As the object of her affection, Brandon A. Wright’s Orlando is a forlorn but happy lover, a violent, put-upon younger brother, and the caretaker of an older, devoted servant. He wears all the different emotions well, giving himself over totally to each one in turn. He gets the most stage time as the mooning lover, fully thrown over after but a single meeting with the object of his affection. He masters both the physicality and the emotion of Orlando, moving with purpose and communicating strongly his intentions. Some of his choices are strangely modern, invoking laughter and amusement but sometimes seeming out of place in a play where no one else does the same.

As anyone who saw the MSF’s Importance of Being Earnest, with its scene-stealing butlers, knows, the directors of these productions are willing to let the most minor of characters take the spotlight. In this show, it was the animals that oft became the central comedic part in the scene. Sheep, goats, birds and deer were all a part of the scene and even without lines, managed to make their presence known in a memorable fashion.
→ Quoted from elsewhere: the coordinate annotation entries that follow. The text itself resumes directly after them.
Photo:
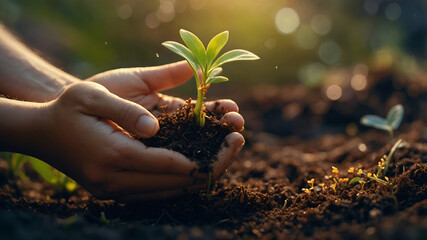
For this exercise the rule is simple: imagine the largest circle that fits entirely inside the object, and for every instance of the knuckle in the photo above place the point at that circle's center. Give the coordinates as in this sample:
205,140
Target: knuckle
84,94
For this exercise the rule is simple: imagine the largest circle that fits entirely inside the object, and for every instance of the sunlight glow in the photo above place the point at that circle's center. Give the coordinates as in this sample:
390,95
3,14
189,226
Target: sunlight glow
321,24
329,52
393,11
287,20
152,21
197,4
166,11
306,38
124,11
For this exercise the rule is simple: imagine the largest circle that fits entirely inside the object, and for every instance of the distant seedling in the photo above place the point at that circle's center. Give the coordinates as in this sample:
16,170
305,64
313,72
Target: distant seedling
389,124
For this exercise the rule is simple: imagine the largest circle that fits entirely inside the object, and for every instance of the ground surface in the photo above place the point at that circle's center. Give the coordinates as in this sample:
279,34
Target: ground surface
292,136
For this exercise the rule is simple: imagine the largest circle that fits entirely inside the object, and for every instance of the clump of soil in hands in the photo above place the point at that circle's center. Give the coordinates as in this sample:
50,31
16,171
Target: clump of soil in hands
179,132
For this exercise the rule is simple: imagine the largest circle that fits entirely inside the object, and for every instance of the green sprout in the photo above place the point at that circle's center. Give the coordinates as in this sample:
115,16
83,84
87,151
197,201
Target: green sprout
203,58
53,176
392,121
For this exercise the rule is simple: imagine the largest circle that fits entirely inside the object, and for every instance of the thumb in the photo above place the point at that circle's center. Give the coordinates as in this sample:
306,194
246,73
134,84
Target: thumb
97,101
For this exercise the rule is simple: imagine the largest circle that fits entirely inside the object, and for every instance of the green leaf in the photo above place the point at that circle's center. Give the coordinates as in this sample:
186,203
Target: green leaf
44,169
214,72
375,121
215,46
395,116
234,55
184,52
354,181
216,79
195,46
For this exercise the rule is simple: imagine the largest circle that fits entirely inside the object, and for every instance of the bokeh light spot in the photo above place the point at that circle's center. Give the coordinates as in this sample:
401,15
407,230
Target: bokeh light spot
334,92
124,11
152,21
270,43
166,11
361,69
358,82
287,20
393,11
306,38
329,52
371,6
362,147
312,75
321,24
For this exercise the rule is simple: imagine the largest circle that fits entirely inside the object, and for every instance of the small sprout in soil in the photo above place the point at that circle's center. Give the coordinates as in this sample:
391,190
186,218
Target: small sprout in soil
390,123
203,58
284,204
61,182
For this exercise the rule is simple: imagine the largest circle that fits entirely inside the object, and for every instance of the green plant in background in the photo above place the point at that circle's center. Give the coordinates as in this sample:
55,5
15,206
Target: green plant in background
390,123
15,162
53,176
203,58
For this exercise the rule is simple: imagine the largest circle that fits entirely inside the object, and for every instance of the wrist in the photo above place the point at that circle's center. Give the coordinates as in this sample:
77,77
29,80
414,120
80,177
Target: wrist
21,130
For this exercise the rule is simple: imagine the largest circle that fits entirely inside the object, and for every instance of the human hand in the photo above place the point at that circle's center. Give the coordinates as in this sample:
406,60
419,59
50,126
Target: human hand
141,85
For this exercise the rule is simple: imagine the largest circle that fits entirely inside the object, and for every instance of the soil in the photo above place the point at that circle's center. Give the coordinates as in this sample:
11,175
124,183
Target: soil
178,132
292,135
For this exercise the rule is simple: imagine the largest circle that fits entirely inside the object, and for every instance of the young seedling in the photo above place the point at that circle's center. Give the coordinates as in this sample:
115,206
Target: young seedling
199,57
53,176
392,121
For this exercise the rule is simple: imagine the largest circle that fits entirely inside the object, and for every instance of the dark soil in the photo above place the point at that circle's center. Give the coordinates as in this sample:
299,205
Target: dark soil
261,195
178,132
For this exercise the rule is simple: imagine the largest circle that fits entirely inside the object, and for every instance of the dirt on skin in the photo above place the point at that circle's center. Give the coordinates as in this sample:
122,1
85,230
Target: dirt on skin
261,195
178,132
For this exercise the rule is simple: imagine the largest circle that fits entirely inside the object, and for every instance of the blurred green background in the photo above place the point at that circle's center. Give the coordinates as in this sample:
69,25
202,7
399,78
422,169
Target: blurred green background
299,41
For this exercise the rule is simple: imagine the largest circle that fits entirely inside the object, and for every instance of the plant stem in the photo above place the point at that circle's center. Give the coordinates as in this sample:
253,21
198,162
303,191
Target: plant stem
390,131
390,155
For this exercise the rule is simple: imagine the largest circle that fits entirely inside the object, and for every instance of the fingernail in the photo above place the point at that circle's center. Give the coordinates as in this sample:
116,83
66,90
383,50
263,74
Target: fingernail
147,126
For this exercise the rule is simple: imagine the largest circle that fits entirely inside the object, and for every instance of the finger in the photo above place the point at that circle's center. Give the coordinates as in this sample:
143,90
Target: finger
222,106
234,120
96,100
136,182
230,148
166,194
166,76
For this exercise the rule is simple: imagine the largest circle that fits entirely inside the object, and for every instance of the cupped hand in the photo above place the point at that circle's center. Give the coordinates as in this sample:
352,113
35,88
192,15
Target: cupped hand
141,85
85,135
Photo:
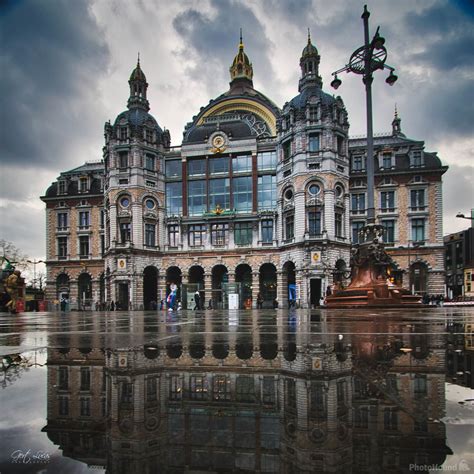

In this play filled with memorable women, Kate Suffern makes sure her shepherdess, Phebe, joins the ranks. She starts as the disdainful lass rejecting the devoted suit of Eric Eilersen’s Silvius. She then makes her mark as the saucy wench who falls in love with the disguised Rosalind. She transforms immediately into a sex kitten, turning her shepherd’s crook into the equivalent of a stripper’s pole. She reminds us of just how bawdy Shakespeare can be, especially when given free rein by Director Kauzlaric.

While Kauzlaric strums the underlying themes of As You Like It like a finely-tuned lute, he never forgets that this is a comedy. There are plenty of shadows in David Stoughton’s lighting design, but the characters tarry only momentarily in them, quickly finding their way back to lightness and humor.

The technical elements all meet the usual high standards of the MSF company. Jeromy Hopgood’s scenic design combines court and forest with pieces that fly quickly in and out and can be moved about to create different places in the forest. It is simple, but effective and keeps things flowing without pause.

Fight director David Blixt remains committed to storytelling over choreography, without ever sacrificing the latter. The narrative power of the fighting and its ability to contribute to comedy is especially strong in the wrestling scene early in the play between Orlando and Charles.

Aly Renee Amidei returns as the costumer and she helps make the distinction between court and forest with her choices of outfits. Her costuming fits so well into the story and the characters’ personalities that it almost goes unnoted. It is not an end to itself, but a means of telling the story.

Overall, Kauzlaric uses As You Like It as a vehicle to celebrate love, storytelling and redemption. It makes merry with Shakespeare with its language–its fully fleshed out characters, its twists and turns and its inherent comedy. There are weddings, fighting, cross-dressing, monologuing and mistaken identity. All’s that missing is the dancing.